[Met Tour] CID:159390



Carmen
Lyric Theatre, Baltimore, Maryland, Tue, March 25, 1952









Review 1:

Review of Weldon Wallace in the Baltimore Sun

METROPOLITAN GIVES 'CARMEN'

3 Conspire To Make Performance Here Interesting

Three persons conspired to make the Metropolitan Opera's new production of "Carmen" an interesting production last night despite vocal shortcomings. The three were: Conductor Fritz Reiner, Director Tyrone Guthrie and Designer Rolf Gerard. It was a great pleasure to watch Mr. Reiner as to see the intelligently organized stage proceedings. Everything had been worked out beforehand (as it should be.) Players and singers knew what the conductor wanted, and he did not have to dramatize or dance it out for them on the podium.

A Lesson In Conducting

This was a lesson in the art of conducting. Practically all Reiner did was beat time. He went about his business with the economy of a master. As a result the orchestra responded alertly, giving the singers ample support and never crowding them out, as has happened frequently at former Met performances here, judging from the comments at intermission. Certainly there were no moments of vocal greatness, no soaring tones of a kind to charge the atmosphere with excitement. But there was some good singing.

As Carmen, Rise Stevens produced tones of pleasing quality. She phrased in a musicianly manner and with a feeling for the role. The voice does not open out, does not acquire the bronze glints that could make it a thrilling operatic instrument. And this is a particular disappointment in the case of Miss Stevens, for greatness once lay within her grasp. People who heard her for the first time, an unknown, in "Der Rosenkavalier" thirteen seasons ago still talk about the beauty of the voice at that time. It was full, resonant, vibrant. But Miss Stevens rested too much on her initial attainments, gave too much attention to light opera and other trifles at the expense of keeping up her artistic standards.

Del Monaco Sings Don José

The result is that she now has a good voice, a serviceable one, but hardly more than that. The evening's Don José, Mario del Monaco, is one of the new Met imports and is largely - just another import. His voice has some substance, and at the end of Act III his tones were emerging with effective forcefulness. His singing needs more warmth, more resilience, more flexibility. The Micaela, Hilde Gueden, was excellent. Her tones were consistently agreeable; her phrasing smooth, and her entire concept of the role reflected taste and discrimination.

Other Singers Listed

Other roles were adequately filled as follows: Frank Guarrera, Escamillo; Norman Scott, Zuniga; Clifford Harvout, Morales; Paula Lenchner, Frasquita; Margaret Roggero, Mercedes; George Cehanovsky, Dancaire, and Alessio de Paolis, Remendado.

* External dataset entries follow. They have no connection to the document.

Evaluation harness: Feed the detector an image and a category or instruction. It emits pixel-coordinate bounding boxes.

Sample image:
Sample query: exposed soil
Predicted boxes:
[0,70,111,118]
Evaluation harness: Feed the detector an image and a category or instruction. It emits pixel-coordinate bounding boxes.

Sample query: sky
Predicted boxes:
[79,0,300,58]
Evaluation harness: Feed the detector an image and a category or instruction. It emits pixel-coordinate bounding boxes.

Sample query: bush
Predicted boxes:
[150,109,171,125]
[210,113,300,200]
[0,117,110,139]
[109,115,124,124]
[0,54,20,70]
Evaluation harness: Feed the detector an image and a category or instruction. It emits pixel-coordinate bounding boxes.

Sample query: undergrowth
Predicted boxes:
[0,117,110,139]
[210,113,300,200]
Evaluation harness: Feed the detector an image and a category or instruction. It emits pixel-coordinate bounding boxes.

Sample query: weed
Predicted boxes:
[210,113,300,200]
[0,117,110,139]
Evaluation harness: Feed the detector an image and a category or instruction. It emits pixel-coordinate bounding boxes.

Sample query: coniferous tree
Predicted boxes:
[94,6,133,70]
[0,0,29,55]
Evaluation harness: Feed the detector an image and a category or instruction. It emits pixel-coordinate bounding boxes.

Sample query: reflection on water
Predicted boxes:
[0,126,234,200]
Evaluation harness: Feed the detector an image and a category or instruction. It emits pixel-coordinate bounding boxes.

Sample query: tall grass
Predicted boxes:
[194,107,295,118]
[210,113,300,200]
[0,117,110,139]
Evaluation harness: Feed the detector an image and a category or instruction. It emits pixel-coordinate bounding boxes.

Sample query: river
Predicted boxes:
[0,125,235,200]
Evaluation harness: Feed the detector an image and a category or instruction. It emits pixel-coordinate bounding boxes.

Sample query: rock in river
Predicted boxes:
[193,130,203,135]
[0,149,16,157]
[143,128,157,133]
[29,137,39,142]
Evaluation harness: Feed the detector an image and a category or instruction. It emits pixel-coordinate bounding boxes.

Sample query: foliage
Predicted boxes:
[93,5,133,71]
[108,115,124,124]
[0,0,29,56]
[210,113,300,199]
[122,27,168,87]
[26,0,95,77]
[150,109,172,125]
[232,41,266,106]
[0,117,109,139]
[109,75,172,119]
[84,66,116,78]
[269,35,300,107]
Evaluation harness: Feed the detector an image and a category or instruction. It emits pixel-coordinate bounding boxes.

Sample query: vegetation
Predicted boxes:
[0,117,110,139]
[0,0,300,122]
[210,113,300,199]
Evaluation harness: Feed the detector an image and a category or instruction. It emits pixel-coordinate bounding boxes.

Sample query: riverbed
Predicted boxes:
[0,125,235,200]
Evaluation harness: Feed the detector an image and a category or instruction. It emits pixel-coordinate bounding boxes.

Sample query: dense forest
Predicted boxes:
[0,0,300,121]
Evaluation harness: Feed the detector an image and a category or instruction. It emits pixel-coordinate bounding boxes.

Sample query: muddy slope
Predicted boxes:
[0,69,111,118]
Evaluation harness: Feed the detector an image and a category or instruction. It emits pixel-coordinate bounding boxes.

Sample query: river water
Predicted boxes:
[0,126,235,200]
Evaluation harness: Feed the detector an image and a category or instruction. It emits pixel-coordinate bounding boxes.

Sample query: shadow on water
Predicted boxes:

Tyrone Guthrie's direction was artful. Miss Stevens' Carmen was the best dramatic version of the part we have ever seen. Carmens sometimes are too civilized. Or, in an attempt to appear wanton, singers enacting the role seek their effects by no more subtle means than throwing their hips out of joint every time they take a step.

Miss Stevens conveyed much by attitude and posture, her facial expression often had the dreamy, slothful sensuousness of a derelict. This Carmen might well use marijuana. We must say that in the first act she could have run a comb through her hair without the sacrifice of any of the asocial or antisocial aspects of the character. However, hers was a consistently effective visualization of the role.

The chorus moved with unvarying excellence of pattern and focus of design. Each person in the ensemble seemed to be a person, yet all worked together in the kind of harmony that is necessary for good theater. This was a pleasure to observe in contrast to the bewildered behavior of most operatic choruses who too often wander aimlessly about the stage - aimless through no fault of their own but because there has not been a theatrically wise director to give shape and force to the stage pictures.